Async Requests (v0.3.2)

Fire-and-collect pattern for parallel requests without blocking:

Basic Pattern

# Fire off multiple requests (non-blocking)
request_ids = []
for analyst in self.peers.discover(role="analyst"):
    req_id = await self.peers.ask_async(analyst.agent_id, {"task": "analyze"})
    request_ids.append(req_id)

# Do other work while analysts process...
await self.do_other_work()

# Collect responses
results = []
for req_id in request_ids:
    response = await self.peers.check_inbox(req_id, timeout=10)
    if response:
        results.append(response)

API Reference

# Send async request - returns immediately
req_id = await self.peers.ask_async(target, message, timeout=120, context=None)

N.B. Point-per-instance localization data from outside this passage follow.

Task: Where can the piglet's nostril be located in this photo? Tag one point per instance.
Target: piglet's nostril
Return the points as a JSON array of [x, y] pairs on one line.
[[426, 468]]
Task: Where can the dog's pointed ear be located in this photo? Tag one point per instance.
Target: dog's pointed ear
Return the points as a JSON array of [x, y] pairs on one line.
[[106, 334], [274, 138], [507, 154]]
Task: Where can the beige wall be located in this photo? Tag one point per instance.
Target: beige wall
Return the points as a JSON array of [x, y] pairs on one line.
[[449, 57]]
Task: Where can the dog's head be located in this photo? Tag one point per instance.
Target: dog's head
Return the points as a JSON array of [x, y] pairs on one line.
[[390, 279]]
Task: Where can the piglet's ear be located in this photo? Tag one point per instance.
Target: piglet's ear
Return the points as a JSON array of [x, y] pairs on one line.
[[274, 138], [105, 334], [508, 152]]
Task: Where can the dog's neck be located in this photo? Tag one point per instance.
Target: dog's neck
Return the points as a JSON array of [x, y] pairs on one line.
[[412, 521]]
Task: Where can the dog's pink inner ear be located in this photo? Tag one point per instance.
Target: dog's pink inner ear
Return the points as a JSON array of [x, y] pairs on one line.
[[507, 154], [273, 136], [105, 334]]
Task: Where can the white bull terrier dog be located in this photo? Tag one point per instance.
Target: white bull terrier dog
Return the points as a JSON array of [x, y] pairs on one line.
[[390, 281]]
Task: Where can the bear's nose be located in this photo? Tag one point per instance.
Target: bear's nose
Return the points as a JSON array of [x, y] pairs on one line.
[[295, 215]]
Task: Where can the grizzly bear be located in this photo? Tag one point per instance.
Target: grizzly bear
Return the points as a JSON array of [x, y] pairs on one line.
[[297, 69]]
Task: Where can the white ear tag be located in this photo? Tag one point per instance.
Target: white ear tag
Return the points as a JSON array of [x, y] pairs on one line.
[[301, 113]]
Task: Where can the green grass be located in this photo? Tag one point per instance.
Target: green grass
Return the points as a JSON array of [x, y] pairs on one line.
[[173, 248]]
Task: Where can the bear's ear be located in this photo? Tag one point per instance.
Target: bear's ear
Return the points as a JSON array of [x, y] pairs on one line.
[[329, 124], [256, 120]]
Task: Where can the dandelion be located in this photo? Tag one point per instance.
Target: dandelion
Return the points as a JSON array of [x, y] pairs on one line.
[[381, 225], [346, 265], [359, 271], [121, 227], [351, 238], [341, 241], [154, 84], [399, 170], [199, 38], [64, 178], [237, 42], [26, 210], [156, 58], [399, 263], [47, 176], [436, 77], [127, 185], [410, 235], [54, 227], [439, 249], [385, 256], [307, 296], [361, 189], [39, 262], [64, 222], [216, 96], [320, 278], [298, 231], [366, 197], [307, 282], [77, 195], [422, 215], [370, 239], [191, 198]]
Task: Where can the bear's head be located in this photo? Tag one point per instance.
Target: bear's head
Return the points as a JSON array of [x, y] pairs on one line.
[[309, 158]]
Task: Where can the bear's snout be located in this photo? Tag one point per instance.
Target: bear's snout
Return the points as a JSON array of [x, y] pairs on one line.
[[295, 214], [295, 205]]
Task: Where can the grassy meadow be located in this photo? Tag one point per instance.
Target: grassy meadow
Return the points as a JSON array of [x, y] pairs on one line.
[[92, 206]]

# Check for response (non-blocking if timeout=0)
response = await self.peers.check_inbox(req_id, timeout=0)

# Check with wait
response = await self.peers.check_inbox(req_id, timeout=5)

# List pending requests
pending = self.peers.get_pending_async_requests()
# [{"request_id": "...", "target": "analyst", "sent_at": 1234567890.0}]

# Clear inbox
self.peers.clear_inbox(req_id)  # Specific
self.peers.clear_inbox()        # All

Load Balancing (v0.3.2)

Distribute requests across multiple peers with discovery strategies:

Strategies

# Default: first in discovery order
peers = self.peers.discover(role="worker", strategy="first")

# Random: shuffle for basic load distribution
peers = self.peers.discover(role="worker", strategy="random")

# Round-robin: rotate through peers on each call
peers = self.peers.discover(role="worker", strategy="round_robin")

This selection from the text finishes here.